Economy

Saturday, December 27, 2025, 14:42 GMT+7

Vietnam job market cools for graduates as firms favor experienced hires: report

Vietnamese employers are increasingly favoring experienced workers over new graduates, squeezing job opportunities for first-time entrants even as overall hiring edges up, according to a labor market report released this week.

Vietnam job market cools for graduates as firms favor experienced hires: report- Ảnh 1.

A student rests with his head on a desk in Vietnam. Photo: FMT

Recruitment platform JobOKO said demand for senior staff and specialists with three to five years' experience or more rose over 40 percent across most sectors in 2025, while hiring for fresh graduates with less than one year of experience fell 13 percent from a year earlier.

The findings are based on an analysis of about 580,000 job postings from the first 10 months, along with surveys of more than 1,200 managers and human resource professionals and nearly 1,600 job seekers, JobOKO said in its annual salary and employment report for 2025–2026.
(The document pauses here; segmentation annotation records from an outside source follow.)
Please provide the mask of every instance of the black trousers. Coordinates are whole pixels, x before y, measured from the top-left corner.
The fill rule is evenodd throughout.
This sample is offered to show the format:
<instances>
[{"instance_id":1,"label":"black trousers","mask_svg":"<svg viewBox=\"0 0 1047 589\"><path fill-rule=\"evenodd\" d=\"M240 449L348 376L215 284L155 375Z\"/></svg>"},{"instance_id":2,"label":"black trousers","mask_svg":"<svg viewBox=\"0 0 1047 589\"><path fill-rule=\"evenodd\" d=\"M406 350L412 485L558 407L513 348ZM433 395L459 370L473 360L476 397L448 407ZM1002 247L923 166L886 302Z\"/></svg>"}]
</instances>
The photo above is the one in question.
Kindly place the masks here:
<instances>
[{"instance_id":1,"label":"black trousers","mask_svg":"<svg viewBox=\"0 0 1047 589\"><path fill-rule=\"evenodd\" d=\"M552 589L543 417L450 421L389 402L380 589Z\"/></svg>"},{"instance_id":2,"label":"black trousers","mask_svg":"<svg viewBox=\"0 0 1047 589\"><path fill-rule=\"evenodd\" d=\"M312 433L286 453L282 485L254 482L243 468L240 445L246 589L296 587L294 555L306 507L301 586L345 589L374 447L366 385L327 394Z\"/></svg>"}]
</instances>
The decline in demand for entry-level workers was most pronounced in administrative and human resource roles, accounting, finance, and banking, marking the second consecutive year of sharp contraction in those fields, the report said.

Workers with less than one year of experience also accounted for the largest share of lay-offs, at 45 percent, as companies cited skills mismatches, restructuring, weaker business performance, and efforts to cut labor costs.

Despite the cuts, most firms continued hiring to replace departing staff, typically at levels equivalent to 5–10 percent of their workforce. 

Nearly 80 percent of the new hires had one to three years of experience, JobOKO said.

Overall job postings rose just over two percent year on year, but growth was uneven across sectors. 

Construction, manufacturing, legal services, and architecture and interior design saw gains, while hiring fell in human resources, logistics, IT and software, import-export, and finance and banking.

Among sectors previously considered 'hot,' only marketing and communications have maintained steady growth over the past three years, the report showed, while demand cooled sharply in finance, IT, sales, and trade-related roles.

Vietnam's unemployment rate remained low at 2.2 percent, but youth unemployment stayed elevated at nearly 8.4 percent and was higher in urban areas at 11.3 percent, according to the report. 

Underemployment stood at about four percent, down from a year earlier.

Looking ahead to 2026, 89 percent of the companies surveyed said they plan to expand hiring, with sales, marketing, and manufacturing roles expected to account for the largest share of new jobs. 

Employers said they would continue to prioritize candidates with one to five years of experience and job-ready technical skills.

However, JobOKO said concerns over candidate quality persist, as many applicants fall short of both technical and soft-skill requirements amid intensifying competition for skilled labor.